The National Security Agency (NSA) has for years used sophisticated technology that can turn audio content from phone calls or news broadcasts into rough transcripts that can be easily searched and stored.
The spy agency’s ability — revealed in documents from former contractor Edward Snowden posted by the Intercept on Tuesday — resembles commercial services that turn speech into text, but it was developed in secret with the assistance of massive data archives and ultra high-speed computing power.
Using the technology, analysts can scan audio files for words related to a suspicious activity such as bomb-making, “detonator” or “hydrogen peroxide,” for instance, and search for particular targets or individuals.
“Voice word search technology allows analysts to find and prioritize intercept based on its intelligence content,” the NSA said in a 2006 memo. “This tool is very effective because it integrates high-performance speech processing technology with a most important agency resource, analyst knowledge of targets and missions.”
One system, which analyzes news broadcasts in six languages including Mandarin, Russian and Farsi, “integrates Automatic Speech Recognition (ASR) which provides transcripts of the spoken audio,” the agency said in a 2008 document. “Next, machine translation of the ASR transcript translates the native language transcript to English.”
“Voila!” it concludes. “Technology is amazing.”
The technology has been employed extensively in Iraq and Afghanistan, according to the Intercept, as well as in Mexico and Latin America.

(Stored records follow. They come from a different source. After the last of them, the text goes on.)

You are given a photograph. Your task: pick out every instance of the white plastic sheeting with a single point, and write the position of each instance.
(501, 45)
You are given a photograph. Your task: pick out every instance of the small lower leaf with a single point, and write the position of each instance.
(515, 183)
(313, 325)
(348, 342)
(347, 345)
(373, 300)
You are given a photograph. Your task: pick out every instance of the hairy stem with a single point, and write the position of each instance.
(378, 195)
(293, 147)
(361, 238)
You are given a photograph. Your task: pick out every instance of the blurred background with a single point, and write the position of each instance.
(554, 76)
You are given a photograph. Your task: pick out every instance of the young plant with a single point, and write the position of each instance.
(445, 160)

The first version of the technology was rolled out in 2004, under the code name "Rhinehart," designed to search real-time audio as well as months-old archives.
While lawmakers in Congress are currently debating ways to reform the NSA, none of the plans with significant traction would do much to limit its collection of data about foreign conversations.
Instead, the USA Freedom Act, which is set for a vote in the House next week, would prevent the NSA from collecting bulk phone records of people in the U.S., which include the numbers dialed in a call and when they occurred. The records do not include the audio content of the conversations.